🤖 AI Summary
This study investigates whether large language models (LLMs) exhibit paradigm bias in academic quality assessment due to prompt design, focusing on competing theoretical paradigms in sociology. Method: Using 17 ChatGPT instances, the authors automatically evaluated 1,490 sociology journal articles under five role-based prompting conditions—paradigm adherents, opponents, adversarial agents, and neutral evaluators—to isolate the effect of stance on scoring behavior.

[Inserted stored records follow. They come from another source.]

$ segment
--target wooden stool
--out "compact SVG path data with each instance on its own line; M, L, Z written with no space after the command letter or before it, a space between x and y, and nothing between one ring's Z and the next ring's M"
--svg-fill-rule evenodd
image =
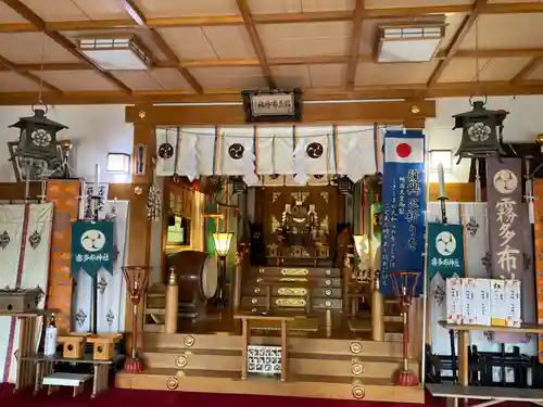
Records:
M81 373L52 373L43 378L42 384L48 386L47 394L51 395L59 387L74 387L73 396L76 397L85 390L85 382L92 379L92 374Z

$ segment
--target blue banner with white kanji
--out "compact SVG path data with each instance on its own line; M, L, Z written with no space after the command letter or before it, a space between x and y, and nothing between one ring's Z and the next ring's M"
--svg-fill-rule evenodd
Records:
M462 225L428 222L428 276L466 277Z
M113 274L113 221L74 221L71 276L81 269L92 278L97 277L100 269Z
M394 295L393 271L415 271L419 274L418 295L425 268L425 136L421 131L387 131L383 155L379 288L382 294ZM414 281L404 281L407 292Z

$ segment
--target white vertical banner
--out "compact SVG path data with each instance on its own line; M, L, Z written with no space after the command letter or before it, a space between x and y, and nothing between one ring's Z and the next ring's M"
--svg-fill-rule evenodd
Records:
M124 265L127 247L129 202L108 201L105 209L104 218L114 219L115 222L116 259L113 274L98 271L97 331L116 333L122 332L125 327L126 288L121 267ZM80 270L74 280L72 327L75 332L88 332L92 318L92 279Z
M460 225L460 205L456 202L447 202L446 219L450 225ZM441 222L441 203L429 202L427 219L429 222ZM426 276L425 276L426 278ZM430 317L430 338L432 353L438 355L451 355L451 340L449 331L438 322L446 319L446 287L445 279L437 272L429 281L428 306Z
M155 127L154 129L156 137L155 173L159 177L169 177L175 173L178 132L179 130L173 127Z
M49 279L53 204L0 205L0 287L42 292L37 308L43 309ZM42 319L37 321L36 344ZM15 383L21 322L0 317L0 383Z
M256 173L258 175L294 174L294 127L256 128Z
M377 171L374 126L338 126L336 157L338 174L357 182Z

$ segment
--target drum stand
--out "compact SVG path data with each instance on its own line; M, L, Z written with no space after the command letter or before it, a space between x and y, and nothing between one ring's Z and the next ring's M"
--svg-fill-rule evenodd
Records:
M128 373L141 373L143 371L143 363L138 357L138 307L143 295L147 292L149 275L151 267L149 266L124 266L123 275L125 276L126 289L130 293L130 303L132 304L132 349L131 357L126 359L125 370Z

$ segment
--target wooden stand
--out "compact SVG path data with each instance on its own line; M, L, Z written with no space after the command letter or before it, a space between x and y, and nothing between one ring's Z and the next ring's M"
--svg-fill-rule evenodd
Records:
M109 382L109 368L113 363L112 360L97 360L93 359L91 355L87 354L79 359L64 358L61 356L45 356L43 354L33 354L30 356L25 356L24 360L30 366L35 365L35 379L34 379L34 394L37 394L43 385L48 385L48 381L43 382L46 377L53 377L53 366L58 363L75 363L75 364L87 364L93 366L92 373L92 394L91 398L98 397L99 394L108 390ZM51 382L50 389L54 391L55 386L59 385L72 385L72 384L59 384L56 382ZM73 383L73 381L71 382ZM80 383L79 383L80 384Z
M30 313L0 313L0 317L13 317L21 320L18 335L17 373L15 379L15 392L31 386L35 380L34 364L25 357L34 355L37 347L36 326L38 318L49 315L48 310L35 310Z
M272 315L254 315L254 314L236 314L233 319L241 319L241 380L247 380L247 366L248 366L248 347L251 342L251 329L249 321L280 321L281 323L281 382L287 381L287 358L288 358L288 321L293 321L293 316L272 316Z

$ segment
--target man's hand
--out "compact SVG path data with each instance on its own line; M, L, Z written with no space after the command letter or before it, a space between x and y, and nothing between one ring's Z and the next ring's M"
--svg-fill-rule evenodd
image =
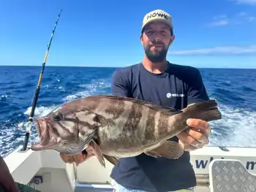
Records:
M194 150L202 148L208 144L208 135L211 134L209 123L200 119L188 119L187 124L192 127L177 135L179 143L184 146L184 150Z
M89 158L89 155L88 155L86 150L83 150L82 153L75 155L67 155L60 153L60 156L62 161L65 163L72 164L75 162L77 166L80 164L82 164L83 161L85 161L87 158Z

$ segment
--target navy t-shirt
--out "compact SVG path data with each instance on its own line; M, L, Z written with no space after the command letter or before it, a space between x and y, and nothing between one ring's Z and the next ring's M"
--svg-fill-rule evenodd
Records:
M198 69L169 64L161 74L148 72L140 63L117 69L112 78L112 93L181 110L188 104L208 100ZM170 140L178 142L174 137ZM144 153L120 158L110 177L129 189L166 192L196 185L189 152L176 159L154 158Z

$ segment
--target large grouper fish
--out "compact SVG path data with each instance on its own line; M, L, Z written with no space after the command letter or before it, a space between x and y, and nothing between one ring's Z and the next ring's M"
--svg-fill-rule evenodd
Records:
M188 118L221 119L216 100L189 105L182 110L136 99L96 95L73 100L35 120L39 142L33 150L56 150L76 155L90 149L105 166L118 158L143 153L157 158L179 158L182 146L168 140L189 126Z

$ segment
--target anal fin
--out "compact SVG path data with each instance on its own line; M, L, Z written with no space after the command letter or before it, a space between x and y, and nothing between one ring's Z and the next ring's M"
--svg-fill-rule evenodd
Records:
M105 159L107 159L110 163L111 163L113 165L118 165L119 164L119 160L117 158L109 156L105 154L103 154L103 156Z
M145 153L154 158L165 157L170 159L177 159L183 155L184 148L178 142L166 141L157 148L145 152Z

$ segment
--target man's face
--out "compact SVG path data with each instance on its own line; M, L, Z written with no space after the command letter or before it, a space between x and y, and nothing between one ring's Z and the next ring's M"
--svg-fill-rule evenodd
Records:
M154 21L146 25L140 37L145 53L153 63L163 61L172 42L170 27L163 22Z

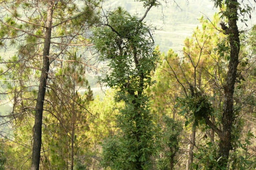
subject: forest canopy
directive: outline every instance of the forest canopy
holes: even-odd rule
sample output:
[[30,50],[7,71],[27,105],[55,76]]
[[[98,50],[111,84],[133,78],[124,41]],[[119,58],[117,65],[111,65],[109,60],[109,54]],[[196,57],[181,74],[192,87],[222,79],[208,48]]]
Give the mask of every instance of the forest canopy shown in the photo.
[[256,169],[256,1],[0,1],[0,170]]

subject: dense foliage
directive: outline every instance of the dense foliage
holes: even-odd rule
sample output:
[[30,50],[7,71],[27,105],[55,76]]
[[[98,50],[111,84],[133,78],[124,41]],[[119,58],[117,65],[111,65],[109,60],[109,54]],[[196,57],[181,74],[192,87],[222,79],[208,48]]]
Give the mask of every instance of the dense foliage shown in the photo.
[[213,1],[166,54],[166,1],[1,1],[0,170],[255,169],[255,4]]

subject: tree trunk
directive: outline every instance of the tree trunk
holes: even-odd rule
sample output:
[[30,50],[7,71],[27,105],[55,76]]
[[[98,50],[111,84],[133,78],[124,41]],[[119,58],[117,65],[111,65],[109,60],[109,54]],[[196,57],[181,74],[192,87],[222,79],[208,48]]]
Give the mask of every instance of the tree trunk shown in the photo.
[[[226,167],[229,150],[231,149],[231,127],[233,118],[233,96],[236,71],[238,64],[238,55],[240,50],[239,32],[237,25],[238,14],[237,0],[230,0],[227,5],[229,28],[227,31],[229,35],[230,46],[230,59],[228,66],[226,84],[224,87],[224,105],[222,124],[223,129],[220,136],[219,156],[222,159],[220,162],[222,167]],[[231,15],[230,14],[233,14]]]
[[45,94],[45,90],[48,78],[48,72],[50,67],[48,56],[51,44],[52,22],[52,1],[48,2],[49,5],[47,11],[47,27],[46,29],[45,37],[44,40],[43,57],[43,63],[40,77],[40,82],[38,87],[38,92],[36,106],[36,113],[35,115],[35,125],[33,133],[33,152],[32,170],[39,170],[40,163],[40,152],[42,142],[42,123],[43,118],[43,111],[44,101]]
[[194,147],[195,146],[195,139],[196,137],[196,128],[195,125],[195,122],[194,123],[192,128],[192,132],[190,136],[190,141],[191,144],[189,145],[189,152],[188,153],[188,159],[187,162],[187,165],[186,166],[186,170],[191,170],[192,169],[191,165],[193,162],[193,152]]

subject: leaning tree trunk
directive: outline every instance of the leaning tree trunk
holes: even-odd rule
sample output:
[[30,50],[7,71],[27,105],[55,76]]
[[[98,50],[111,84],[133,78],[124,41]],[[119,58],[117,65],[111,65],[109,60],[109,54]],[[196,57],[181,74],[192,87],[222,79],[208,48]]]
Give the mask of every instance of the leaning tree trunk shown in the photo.
[[51,35],[52,31],[52,20],[53,1],[48,1],[48,9],[47,11],[47,19],[45,31],[43,58],[43,63],[42,68],[40,82],[38,87],[38,92],[36,106],[35,115],[35,125],[33,133],[33,148],[32,154],[31,170],[39,170],[40,163],[40,152],[42,142],[42,124],[43,110],[45,90],[48,78],[48,72],[50,67],[48,58],[51,44]]
[[[224,87],[224,104],[222,119],[223,130],[220,136],[219,153],[222,156],[221,166],[226,167],[231,142],[231,127],[233,117],[233,100],[236,71],[238,64],[238,55],[240,50],[239,32],[237,25],[238,14],[237,0],[230,0],[227,5],[229,28],[222,27],[228,35],[230,47],[230,59],[226,84]],[[231,15],[231,14],[232,14]]]

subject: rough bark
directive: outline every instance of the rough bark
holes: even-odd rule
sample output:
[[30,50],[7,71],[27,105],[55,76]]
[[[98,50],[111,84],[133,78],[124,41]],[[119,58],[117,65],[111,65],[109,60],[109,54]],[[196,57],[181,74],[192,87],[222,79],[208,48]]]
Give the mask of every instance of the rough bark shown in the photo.
[[191,165],[193,162],[193,152],[194,147],[195,146],[195,139],[196,137],[196,127],[195,124],[192,128],[192,132],[190,136],[190,142],[191,143],[189,146],[188,159],[187,162],[186,166],[186,170],[191,170],[192,169]]
[[50,67],[48,58],[51,44],[51,36],[52,20],[52,1],[48,1],[49,7],[47,11],[47,20],[45,29],[43,57],[43,63],[40,77],[40,82],[38,87],[38,92],[36,105],[36,113],[35,115],[35,124],[33,133],[33,151],[32,170],[39,170],[40,163],[40,155],[42,143],[42,124],[43,118],[44,101],[45,90],[48,78],[48,72]]
[[230,0],[227,5],[229,28],[225,31],[228,34],[230,45],[230,59],[226,84],[224,87],[224,105],[222,120],[223,129],[220,136],[219,156],[223,159],[220,161],[221,166],[226,167],[229,154],[231,141],[231,127],[233,118],[233,99],[236,72],[240,49],[239,32],[237,25],[238,14],[237,0]]

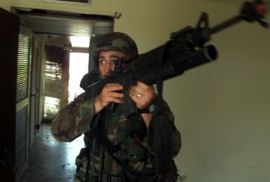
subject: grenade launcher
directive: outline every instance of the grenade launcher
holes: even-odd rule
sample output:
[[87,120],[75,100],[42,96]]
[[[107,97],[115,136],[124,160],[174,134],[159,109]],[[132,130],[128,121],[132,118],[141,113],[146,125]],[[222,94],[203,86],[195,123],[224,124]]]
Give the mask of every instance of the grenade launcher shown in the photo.
[[[177,76],[184,71],[210,62],[217,59],[214,46],[205,45],[210,35],[240,21],[258,22],[263,27],[269,24],[263,21],[269,6],[269,1],[245,2],[240,13],[210,28],[208,14],[202,13],[196,26],[188,26],[170,35],[170,40],[146,53],[139,55],[130,64],[123,65],[123,60],[115,62],[115,71],[106,78],[92,83],[86,89],[86,99],[97,97],[109,83],[124,86],[124,112],[126,118],[137,113],[135,103],[129,96],[131,85],[137,80],[147,85],[156,83],[158,93],[162,96],[163,80]],[[111,105],[111,106],[110,106]],[[113,109],[114,104],[110,104]]]

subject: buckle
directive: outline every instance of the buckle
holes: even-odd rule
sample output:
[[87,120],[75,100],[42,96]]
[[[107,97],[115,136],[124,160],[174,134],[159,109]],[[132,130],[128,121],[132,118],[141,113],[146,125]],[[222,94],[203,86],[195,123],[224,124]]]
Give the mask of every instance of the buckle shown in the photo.
[[108,175],[108,182],[123,182],[121,176]]

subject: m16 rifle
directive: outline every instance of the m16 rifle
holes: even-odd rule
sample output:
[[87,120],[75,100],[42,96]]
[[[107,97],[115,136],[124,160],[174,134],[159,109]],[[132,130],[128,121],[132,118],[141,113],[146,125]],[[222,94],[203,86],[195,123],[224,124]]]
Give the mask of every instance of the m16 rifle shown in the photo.
[[[86,99],[97,96],[109,83],[124,86],[124,113],[126,118],[137,113],[135,103],[129,97],[130,88],[137,80],[147,85],[156,83],[158,93],[162,96],[163,80],[177,76],[186,70],[215,60],[217,51],[214,46],[205,45],[210,36],[241,21],[258,22],[267,28],[263,21],[269,2],[257,0],[245,2],[240,13],[212,28],[209,27],[208,14],[203,12],[195,27],[188,26],[170,35],[170,39],[146,53],[140,54],[130,64],[122,66],[123,60],[115,62],[115,71],[106,78],[90,83],[84,88]],[[111,107],[114,107],[112,104]]]

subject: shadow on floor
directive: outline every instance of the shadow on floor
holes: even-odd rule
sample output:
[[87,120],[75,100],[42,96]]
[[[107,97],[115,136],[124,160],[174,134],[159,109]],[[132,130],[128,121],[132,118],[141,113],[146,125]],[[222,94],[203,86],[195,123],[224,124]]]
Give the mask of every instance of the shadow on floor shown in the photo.
[[74,181],[75,158],[84,146],[83,136],[70,143],[59,142],[51,135],[50,123],[42,124],[37,132],[21,181]]

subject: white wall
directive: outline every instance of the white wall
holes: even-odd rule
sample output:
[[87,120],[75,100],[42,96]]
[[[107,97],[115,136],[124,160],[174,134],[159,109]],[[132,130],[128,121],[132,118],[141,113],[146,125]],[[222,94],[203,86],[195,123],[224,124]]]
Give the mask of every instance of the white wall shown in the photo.
[[[142,52],[165,43],[170,32],[194,26],[201,11],[213,26],[240,10],[215,1],[117,2],[123,16],[115,29],[135,37]],[[210,43],[217,61],[164,85],[182,136],[180,173],[192,182],[270,181],[270,32],[241,22]]]
[[[53,8],[34,0],[14,1]],[[140,52],[164,43],[172,31],[194,26],[203,10],[212,26],[239,9],[209,0],[93,0],[87,10],[67,8],[121,12],[114,30],[133,37]],[[217,61],[165,82],[164,98],[182,136],[175,159],[180,173],[191,182],[270,181],[270,32],[241,22],[212,38]]]

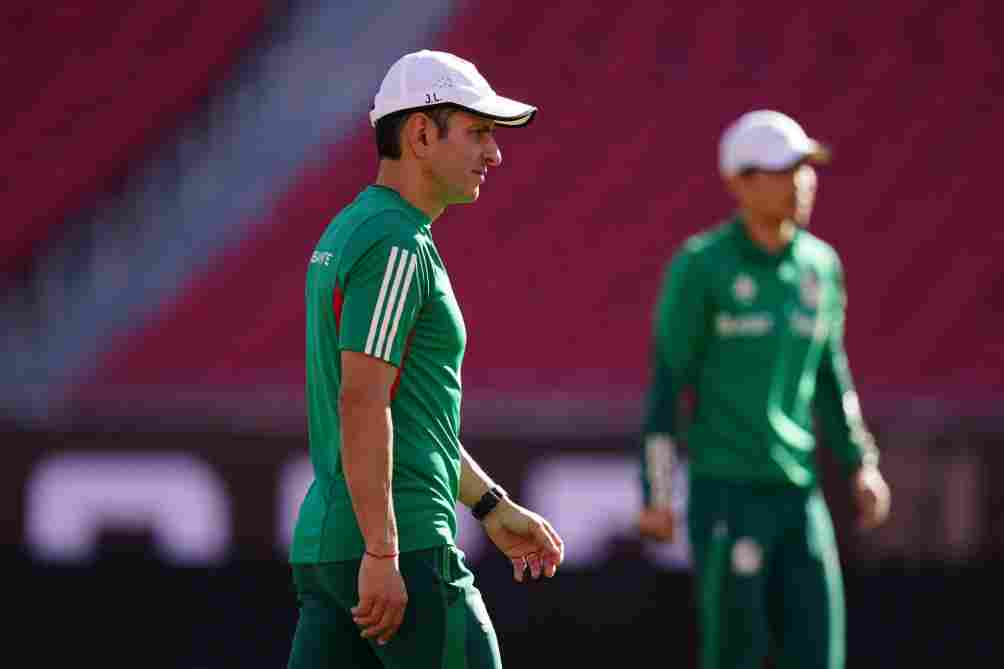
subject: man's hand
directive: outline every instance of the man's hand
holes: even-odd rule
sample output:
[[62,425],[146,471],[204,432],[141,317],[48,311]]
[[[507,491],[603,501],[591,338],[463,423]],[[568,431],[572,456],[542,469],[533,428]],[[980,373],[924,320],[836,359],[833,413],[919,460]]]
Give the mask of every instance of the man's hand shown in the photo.
[[510,499],[503,499],[482,521],[498,549],[512,563],[513,578],[523,583],[527,568],[539,579],[554,576],[564,560],[564,541],[547,520]]
[[398,558],[362,555],[359,565],[359,603],[352,608],[352,620],[362,628],[362,638],[376,638],[386,644],[405,619],[408,591],[401,578]]
[[676,525],[676,514],[668,506],[646,506],[638,515],[638,527],[642,536],[657,541],[672,541]]
[[878,467],[860,467],[854,472],[852,486],[857,504],[858,526],[861,529],[871,529],[885,522],[889,516],[890,491]]

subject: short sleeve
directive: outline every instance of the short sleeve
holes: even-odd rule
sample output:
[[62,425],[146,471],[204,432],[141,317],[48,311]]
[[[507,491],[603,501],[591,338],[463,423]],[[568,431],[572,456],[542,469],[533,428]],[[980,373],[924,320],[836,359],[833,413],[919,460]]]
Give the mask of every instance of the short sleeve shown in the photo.
[[338,348],[401,366],[405,343],[422,306],[421,244],[415,235],[388,235],[345,270]]

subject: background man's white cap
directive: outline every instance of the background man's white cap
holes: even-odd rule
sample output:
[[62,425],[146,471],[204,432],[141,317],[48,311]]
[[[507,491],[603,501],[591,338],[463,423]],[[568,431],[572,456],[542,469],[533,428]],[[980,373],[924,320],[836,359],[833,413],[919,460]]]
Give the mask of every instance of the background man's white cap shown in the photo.
[[786,170],[805,160],[826,163],[829,150],[810,139],[794,119],[769,109],[739,117],[718,146],[718,168],[725,177],[750,168]]
[[369,123],[403,109],[453,102],[502,126],[525,126],[537,107],[496,93],[474,63],[445,51],[407,53],[391,65],[373,98]]

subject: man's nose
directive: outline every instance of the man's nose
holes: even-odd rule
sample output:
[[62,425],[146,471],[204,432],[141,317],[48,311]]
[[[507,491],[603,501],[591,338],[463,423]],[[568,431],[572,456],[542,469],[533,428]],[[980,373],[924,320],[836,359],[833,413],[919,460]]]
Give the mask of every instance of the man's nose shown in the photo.
[[492,140],[485,149],[485,163],[488,167],[498,167],[502,165],[502,150]]

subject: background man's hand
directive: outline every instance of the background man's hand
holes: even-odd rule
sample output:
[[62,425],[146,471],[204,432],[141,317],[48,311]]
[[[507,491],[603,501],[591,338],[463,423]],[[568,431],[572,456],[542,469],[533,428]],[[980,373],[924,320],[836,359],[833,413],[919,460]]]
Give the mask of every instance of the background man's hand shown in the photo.
[[359,565],[359,603],[352,620],[362,629],[363,639],[375,637],[386,644],[405,619],[408,591],[397,558],[363,555]]
[[884,523],[889,516],[891,494],[878,467],[860,467],[854,472],[851,484],[861,529],[871,529]]
[[647,506],[638,515],[642,536],[657,541],[672,541],[676,524],[676,514],[669,507]]
[[512,563],[513,578],[519,583],[527,568],[533,579],[539,579],[541,574],[553,577],[564,560],[564,541],[551,523],[510,499],[500,501],[482,525]]

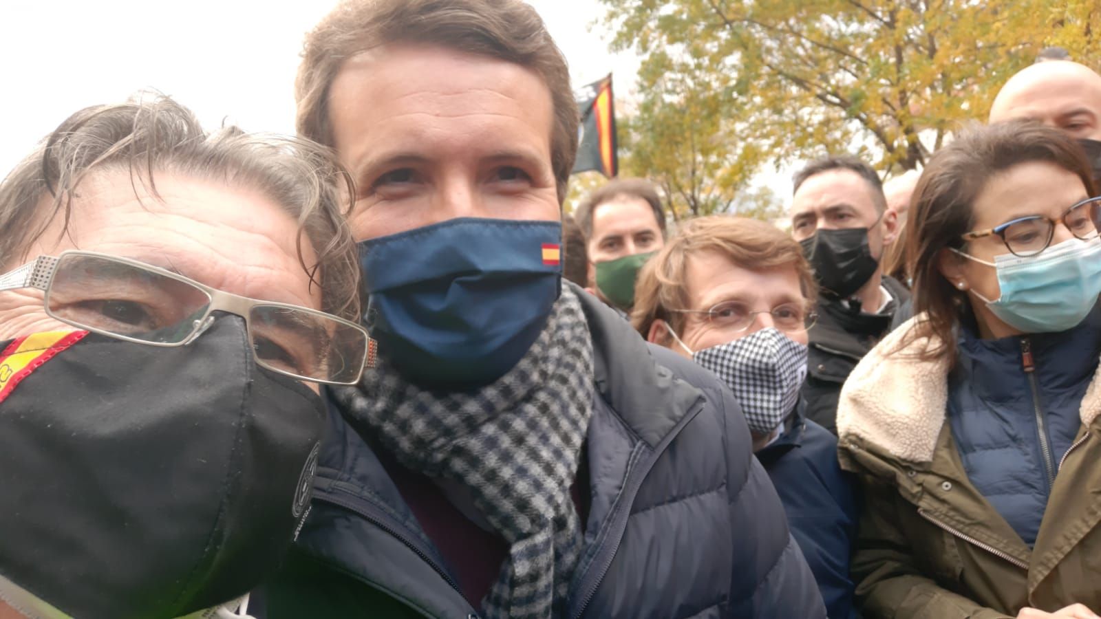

Contribution/Results: The study provides the first empirical evidence that LLM-generated scores are significantly influenced by the ideological stance embedded in prompts: scores peak when the model is prompted to endorse a paradigm, drop substantially when prompted to oppose it, and show minimal inter-paradigm differences under neutral framing. These findings reveal an inherent risk of latent paradigm bias when deploying LLMs for scholarly evaluation and underscore the critical necessity of paradigm-neutral prompt engineering. The results offer foundational empirical support for ensuring fairness and epistemic integrity in AI-augmented academic assessment systems.
📝 Abstract
Purpose: It has become increasingly likely that Large Language Models (LLMs) will be used to score the quality of academic publications to support research assessment goals in the future. This may cause problems for fields with competing paradigms since there is a risk that one may be favoured, causing long term harm to the reputation of the other. Design/methodology/approach: To test whether this is plausible, this article uses 17 ChatGPTs to evaluate up to 100 journal articles from each of eight pairs of competing sociology paradigms (1490 altogether). Each article was assessed by prompting ChatGPT to take one of five roles: paradigm follower, opponent, antagonistic follower, antagonistic opponent, or neutral. Findings: Articles were scored highest by ChatGPT when it followed the aligning paradigm, and lowest when it was told to devalue it and to follow the opposing paradigm. Broadly similar patterns occurred for most of the paradigm pairs. Follower ChatGPTs displayed only a small amount of favouritism compared to neutral ChatGPTs, but articles evaluated by an opposing paradigm ChatGPT had a substantial disadvantage. Research limitations: The data covers a single field and LLM. Practical implications: The results confirm that LLM instructions for research evaluation should be carefully designed to ensure that they are paradigm-neutral to avoid accidentally resolving conflicts between paradigms on a technicality by devaluing one side's contributions. Originality/value: This is the first demonstration that LLMs can be prompted to show a partiality for academic paradigms.